Se la Fed volesse temporeggiare per sei mesi prima delle elezioni, potrebbe ancora fornire la sua previsione mediana di 75 punti base di allentamento, muovendosi alle riunioni del 19-20 marzo e del 30 aprile-1 maggio e rinviando un terzo taglio alla riunione del 6-7 novembre. Ma se alla fine dovesse vedere la necessità di concordare con le attuali aspettative del mercato, allora dovrebbe farlo in spezzoni da 50 punti base.

Per la BoE, l'ottica dell'indipendenza potrebbe essere più nitida, nonostante il suo pubblico rifiuto di tale influenza - anche perché la banca centrale è stata operativamente libera solo negli ultimi 26 anni e ha recentemente affrontato le questioni relative ad una revisione politica del suo mandato.

L'incertezza sulla tempistica delle elezioni nel Regno Unito rende tuttavia più difficile l'analisi, soprattutto perché l'attuale governo deve dare solo sei settimane di preavviso per un sondaggio nazionale. Eppure, questo fatto da solo potrebbe salvare la BoE da qualsiasi pausa prolungata - anche se, forse per coincidenza, non ha mai cambiato i tassi nei due mesi prima di un'elezione da quando ha ottenuto l'indipendenza nel 1997.

In questo momento, anche di fronte alla reazione di giovedì, i mercati vedono il primo taglio di un quarto di punto percentuale della BoE già a maggio, un secondo ad agosto, un terzo a settembre e un altro alla fine del 2024. Un intervallo di quasi due mesi tra le riunioni di settembre e novembre potrebbe dare una certa copertura.

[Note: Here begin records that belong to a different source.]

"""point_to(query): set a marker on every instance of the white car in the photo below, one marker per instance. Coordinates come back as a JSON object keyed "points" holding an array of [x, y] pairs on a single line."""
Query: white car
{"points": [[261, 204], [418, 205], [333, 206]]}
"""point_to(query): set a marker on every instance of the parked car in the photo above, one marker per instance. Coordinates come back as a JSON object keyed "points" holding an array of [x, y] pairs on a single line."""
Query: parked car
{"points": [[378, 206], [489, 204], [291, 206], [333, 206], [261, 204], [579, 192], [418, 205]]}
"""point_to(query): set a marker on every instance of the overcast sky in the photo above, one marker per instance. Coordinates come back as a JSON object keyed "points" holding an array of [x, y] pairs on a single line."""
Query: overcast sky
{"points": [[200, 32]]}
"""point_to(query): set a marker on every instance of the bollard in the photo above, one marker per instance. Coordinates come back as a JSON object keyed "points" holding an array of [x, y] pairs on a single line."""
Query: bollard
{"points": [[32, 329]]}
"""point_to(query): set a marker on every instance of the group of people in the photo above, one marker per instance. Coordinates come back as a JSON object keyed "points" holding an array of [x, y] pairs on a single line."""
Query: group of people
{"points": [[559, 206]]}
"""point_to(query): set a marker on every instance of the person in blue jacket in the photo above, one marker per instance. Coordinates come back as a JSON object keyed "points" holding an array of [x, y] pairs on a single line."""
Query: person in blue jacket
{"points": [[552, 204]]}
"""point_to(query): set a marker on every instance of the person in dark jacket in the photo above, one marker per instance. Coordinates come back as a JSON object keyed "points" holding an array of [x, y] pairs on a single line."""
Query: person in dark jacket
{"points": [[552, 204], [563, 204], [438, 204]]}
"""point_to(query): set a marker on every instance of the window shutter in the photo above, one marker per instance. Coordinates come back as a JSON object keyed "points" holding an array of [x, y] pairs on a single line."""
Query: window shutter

Alla fine, le elezioni non cambieranno a lungo il quadro generale della politica monetaria.

Detto questo, molti osservatori continuano a sostenere che le leve dei tassi d'interesse contano molto anche al contrario, anche se non necessariamente nel periodo che precede le elezioni.

Più in generale, l'economista dell'Università di Yale Ray Fair ritiene che i suoi modelli suggeriscano che il successo della Fed nel riportare l'inflazione all'obiettivo del 2% della banca centrale il prossimo anno, mantenendo al contempo l'economia in crescita, potrebbe essere una spinta importante per le speranze elettorali dei Democratici.

"Questo non significa che la Fed sia politica. L'obiettivo principale della Fed al momento è di riportare l'inflazione al 2%, non di aiutare un partito politico", ha scritto all'inizio di quest'anno. "Ma le conseguenze politiche delle sue azioni sono enormi".

Le opinioni espresse qui sono quelle dell'autore, editorialista di Reuters.